Both versions of the C-Max are selling very well. It replaced the Escape HEV. The Escape was still on sale in 2013 but no HEV system. The Fusion was completely re-designed for 2013 and uses the C-Max hybrid drivetrain. The Fusion is also available as a Plug-in (Fusion Energi). Both now have separate inverters (Power electronics boxes) from the CVT. Very Toyota like. Also, no more NiMH batteries as Ford has gone to Li-ion.
The 2013 Leaf has a new EV system (same battery) and a lower price ($22,000 after a $7,500 federal tax credit).
Hyundai / Kia Hybrids
They beat Honda in sales last year in the HEV market. These cars share the same system.
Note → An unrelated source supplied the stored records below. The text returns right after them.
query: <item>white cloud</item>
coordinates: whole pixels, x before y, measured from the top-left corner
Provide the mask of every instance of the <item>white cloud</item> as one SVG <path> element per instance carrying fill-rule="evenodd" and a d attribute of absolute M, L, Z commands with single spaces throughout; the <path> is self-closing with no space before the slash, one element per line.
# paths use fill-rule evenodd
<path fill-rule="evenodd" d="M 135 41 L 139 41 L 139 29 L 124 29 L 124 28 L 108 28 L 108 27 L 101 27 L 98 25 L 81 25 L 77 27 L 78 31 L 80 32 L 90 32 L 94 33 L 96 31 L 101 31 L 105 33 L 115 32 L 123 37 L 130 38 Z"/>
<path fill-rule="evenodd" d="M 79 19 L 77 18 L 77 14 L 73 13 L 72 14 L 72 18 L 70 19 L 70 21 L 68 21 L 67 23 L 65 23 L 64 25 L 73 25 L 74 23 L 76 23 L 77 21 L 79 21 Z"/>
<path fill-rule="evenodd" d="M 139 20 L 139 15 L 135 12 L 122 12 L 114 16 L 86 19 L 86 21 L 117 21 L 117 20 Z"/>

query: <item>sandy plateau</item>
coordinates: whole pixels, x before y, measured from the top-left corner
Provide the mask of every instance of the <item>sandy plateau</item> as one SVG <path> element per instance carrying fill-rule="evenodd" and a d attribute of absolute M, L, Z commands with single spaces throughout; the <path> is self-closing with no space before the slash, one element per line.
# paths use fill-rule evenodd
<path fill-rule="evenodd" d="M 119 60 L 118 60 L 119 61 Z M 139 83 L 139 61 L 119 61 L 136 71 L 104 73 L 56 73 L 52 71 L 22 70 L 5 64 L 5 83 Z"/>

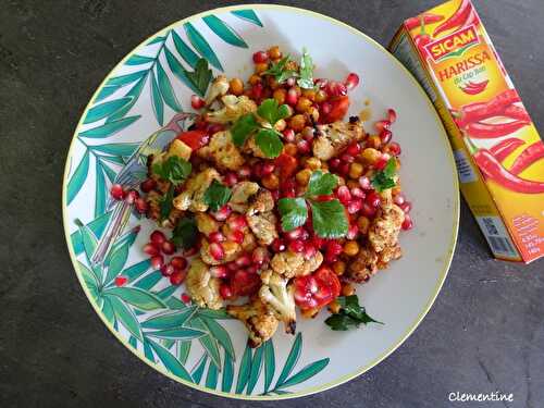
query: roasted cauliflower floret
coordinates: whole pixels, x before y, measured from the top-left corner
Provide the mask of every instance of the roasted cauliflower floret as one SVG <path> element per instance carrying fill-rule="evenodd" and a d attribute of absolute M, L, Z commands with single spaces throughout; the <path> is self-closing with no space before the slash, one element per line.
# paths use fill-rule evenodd
<path fill-rule="evenodd" d="M 208 95 L 206 96 L 206 106 L 210 106 L 215 99 L 219 97 L 222 97 L 228 91 L 228 81 L 226 79 L 226 76 L 224 75 L 219 75 L 213 79 L 213 82 L 210 85 L 210 90 L 208 91 Z"/>
<path fill-rule="evenodd" d="M 174 198 L 174 207 L 178 210 L 189 210 L 193 212 L 208 210 L 208 205 L 203 201 L 203 195 L 210 184 L 217 180 L 221 181 L 221 175 L 215 169 L 206 169 L 191 176 L 185 184 L 182 194 Z"/>
<path fill-rule="evenodd" d="M 219 169 L 236 171 L 244 164 L 244 158 L 234 146 L 228 131 L 215 133 L 208 146 L 198 149 L 198 156 L 213 161 Z"/>
<path fill-rule="evenodd" d="M 313 140 L 313 156 L 329 160 L 338 156 L 349 144 L 362 139 L 364 131 L 360 122 L 334 122 L 318 127 L 318 137 Z"/>
<path fill-rule="evenodd" d="M 310 259 L 305 259 L 302 254 L 286 250 L 274 255 L 270 265 L 274 272 L 287 279 L 304 276 L 317 270 L 323 262 L 323 255 L 318 251 Z"/>
<path fill-rule="evenodd" d="M 286 277 L 271 270 L 261 273 L 262 286 L 259 298 L 274 311 L 275 317 L 285 324 L 285 333 L 295 333 L 297 316 L 295 311 L 295 289 Z"/>
<path fill-rule="evenodd" d="M 187 293 L 201 308 L 221 309 L 223 300 L 219 294 L 220 280 L 210 274 L 209 267 L 195 258 L 190 262 L 185 281 Z"/>
<path fill-rule="evenodd" d="M 260 245 L 270 245 L 277 238 L 275 228 L 277 219 L 272 211 L 247 215 L 246 220 Z"/>
<path fill-rule="evenodd" d="M 271 338 L 277 330 L 277 319 L 274 312 L 258 297 L 255 297 L 247 305 L 228 305 L 226 312 L 246 325 L 249 332 L 250 347 L 259 347 Z"/>
<path fill-rule="evenodd" d="M 257 104 L 246 96 L 235 97 L 234 95 L 225 95 L 221 98 L 224 107 L 207 112 L 205 120 L 210 123 L 232 123 L 236 122 L 242 115 L 257 111 Z"/>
There is a direct correlation between fuel prices and the types of vehicles consumers buy. When prices are high, they buy smaller, more fuel efficient vehicles, hybrids and electrics. When fuel prices drop, as they have in 2015 and 2016, consumers tend to buy larger, less fuel efficient vehicles and fewer hybrids and electric vehicles. Consequently, hybrid and electric vehicle sales have declined somewhat in 2015 and 2016 in spite of the fact that there are not more hybrid and electric models than ever before.
Fuel prices also affect the resale value of used cars, including hybrids and electrics. When gas prices are high, nobody wants a gas hog so the resale value of large vehicles drops while that of smaller vehicles, hybrids and electrics go up. Likewise, when fuel prices drop, hybrid and electric vehicles are less appealing so their resale value declines.